Several weeks ago, the Alexandria city manager was reminded during a Federation of Civic Associations meeting that the Washington Metropolitan Area Transit Authority (WMATA) was in a state of flux, and that Alexandria should stop or postpone any construction of the planned $268 million Metro Station in Potomac Yard. His reply was that Metro was beginning to turn around.
However, save for the Federal Transit Administration (FTA) lifting WMATA spending restraints that were imposed two years ago, there has been little real Metro progress. Since that Federation meeting, there has been considerable adverse publicity about Metro or its management. As an example, approximately half of the Track Inspection Department employees (28) have been disciplined; six were fired for “pencil whipping” track inspection records for as long as three years. This sorry practice contributed to a Silver Line derailment this past July. Moreover, Metro regularly issues notices that one or another of its stations is shut down for repairs.
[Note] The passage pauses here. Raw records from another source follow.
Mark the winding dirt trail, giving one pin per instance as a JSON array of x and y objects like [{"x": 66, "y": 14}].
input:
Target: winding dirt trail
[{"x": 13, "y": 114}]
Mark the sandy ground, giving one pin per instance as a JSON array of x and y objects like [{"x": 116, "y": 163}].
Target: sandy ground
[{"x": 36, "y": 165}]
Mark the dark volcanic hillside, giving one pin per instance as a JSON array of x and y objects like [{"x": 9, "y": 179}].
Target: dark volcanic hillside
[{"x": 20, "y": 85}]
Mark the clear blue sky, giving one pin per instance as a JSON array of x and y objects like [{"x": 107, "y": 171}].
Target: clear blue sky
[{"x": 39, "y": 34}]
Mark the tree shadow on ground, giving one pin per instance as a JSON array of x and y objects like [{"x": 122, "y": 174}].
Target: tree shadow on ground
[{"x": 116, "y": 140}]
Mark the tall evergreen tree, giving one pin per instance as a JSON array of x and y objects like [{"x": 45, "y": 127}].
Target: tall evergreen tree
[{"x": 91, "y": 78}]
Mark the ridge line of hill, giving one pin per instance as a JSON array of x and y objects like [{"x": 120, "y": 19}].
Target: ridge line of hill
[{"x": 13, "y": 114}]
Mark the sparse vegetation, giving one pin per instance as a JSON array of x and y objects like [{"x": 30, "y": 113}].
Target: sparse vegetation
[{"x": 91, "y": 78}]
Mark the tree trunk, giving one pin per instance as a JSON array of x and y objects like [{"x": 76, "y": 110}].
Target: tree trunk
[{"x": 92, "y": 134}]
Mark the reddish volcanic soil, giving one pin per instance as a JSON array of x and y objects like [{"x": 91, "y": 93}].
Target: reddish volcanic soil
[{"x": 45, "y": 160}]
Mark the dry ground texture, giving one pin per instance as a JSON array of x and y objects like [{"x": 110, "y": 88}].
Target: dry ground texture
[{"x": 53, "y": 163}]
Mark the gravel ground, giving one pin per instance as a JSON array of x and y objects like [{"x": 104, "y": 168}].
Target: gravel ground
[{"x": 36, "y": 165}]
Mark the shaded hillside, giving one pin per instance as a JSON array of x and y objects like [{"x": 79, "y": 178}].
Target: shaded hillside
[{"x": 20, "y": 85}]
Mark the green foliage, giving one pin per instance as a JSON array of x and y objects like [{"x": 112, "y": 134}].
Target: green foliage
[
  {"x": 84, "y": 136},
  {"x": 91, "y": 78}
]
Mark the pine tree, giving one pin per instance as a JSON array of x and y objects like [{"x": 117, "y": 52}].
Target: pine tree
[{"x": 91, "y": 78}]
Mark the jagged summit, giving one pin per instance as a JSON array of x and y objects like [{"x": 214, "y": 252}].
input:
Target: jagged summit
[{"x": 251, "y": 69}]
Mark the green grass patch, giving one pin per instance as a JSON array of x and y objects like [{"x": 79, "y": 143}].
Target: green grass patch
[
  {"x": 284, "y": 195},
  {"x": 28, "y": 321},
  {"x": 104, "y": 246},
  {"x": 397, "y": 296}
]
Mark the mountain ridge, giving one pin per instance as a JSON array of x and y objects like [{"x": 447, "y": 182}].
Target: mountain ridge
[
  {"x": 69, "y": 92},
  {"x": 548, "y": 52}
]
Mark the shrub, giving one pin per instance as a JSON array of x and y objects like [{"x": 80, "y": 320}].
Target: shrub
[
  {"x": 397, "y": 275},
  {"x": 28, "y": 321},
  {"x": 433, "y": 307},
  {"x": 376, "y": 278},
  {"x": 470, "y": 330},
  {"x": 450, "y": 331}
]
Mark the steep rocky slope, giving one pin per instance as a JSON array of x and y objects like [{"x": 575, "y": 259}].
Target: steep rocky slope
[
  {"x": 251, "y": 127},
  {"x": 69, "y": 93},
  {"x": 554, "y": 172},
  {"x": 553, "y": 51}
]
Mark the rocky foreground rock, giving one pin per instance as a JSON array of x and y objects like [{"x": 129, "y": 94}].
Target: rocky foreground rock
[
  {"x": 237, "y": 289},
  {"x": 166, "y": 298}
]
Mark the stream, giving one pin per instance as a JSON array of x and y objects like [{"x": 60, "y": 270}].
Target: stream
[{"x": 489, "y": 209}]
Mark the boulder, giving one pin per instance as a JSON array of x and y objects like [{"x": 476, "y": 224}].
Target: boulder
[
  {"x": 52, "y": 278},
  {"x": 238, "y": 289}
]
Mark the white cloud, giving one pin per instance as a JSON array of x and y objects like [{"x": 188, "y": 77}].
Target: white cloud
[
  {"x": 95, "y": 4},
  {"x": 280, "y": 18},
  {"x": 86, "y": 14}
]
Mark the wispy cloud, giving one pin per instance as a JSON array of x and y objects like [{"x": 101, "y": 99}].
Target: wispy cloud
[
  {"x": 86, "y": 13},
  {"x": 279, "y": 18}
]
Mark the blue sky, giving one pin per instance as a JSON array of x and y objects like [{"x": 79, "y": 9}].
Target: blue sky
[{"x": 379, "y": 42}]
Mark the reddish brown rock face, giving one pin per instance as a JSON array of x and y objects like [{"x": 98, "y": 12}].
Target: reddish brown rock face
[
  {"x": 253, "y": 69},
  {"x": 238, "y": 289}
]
Metro is not only impaired, it has been shackled by a lack of a dedicated funding source. In addition to receiving some Federal grants, Metro relies on contributions from Virginia, Maryland and the District of Columbia, which makes it one of the few Metro systems that does not have a dedicated funding source. Alexandria’s contribution to WMATA will be almost $40 million next year, which is an increase of $6.5 million over this past year. However, Alexandria is projected to have a low revenue growth (1.25 percent) in the new fiscal year. Its unmet needs and funding challenges are significant, starting with infrastructure in schools and other city-owned properties. The Alexandria school-age population continues to grow each year, which calls for new schools in the near term. The combined sewer system is a blight on the Potomac River ecosystem that will cost approximately $300 million to remediate. These needs are in addition to a city debt close to $600 million, with a debt service for $80 million in the coming year. Since the commercial vacancy rate is currently 20 percent, the tax base may be overestimated.
At this point, one might ask why Alexandria is pressing on with plans to build the Potomac Yards Metro Station, when other needs are pressing, and revenue from the tax base is likely declining? This is an especially interesting question, since this Metro station is not really necessary. The entire premise for this location is based on the notional expectation that it will inspire development, rather than it being an actual need; Potomac Yard is well serviced by the Bus Rapid Transit (BRT) system that runs from the Braddock Road Metro Station to the Pentagon Metro.
The bottom line is that Alexandria can ill afford to spend $268 million on an unnecessary Metro Station in Potomac Yards, when there are other far more pressing needs. The City Council needs to focus on these needs, or be prepared to deal with the consequences.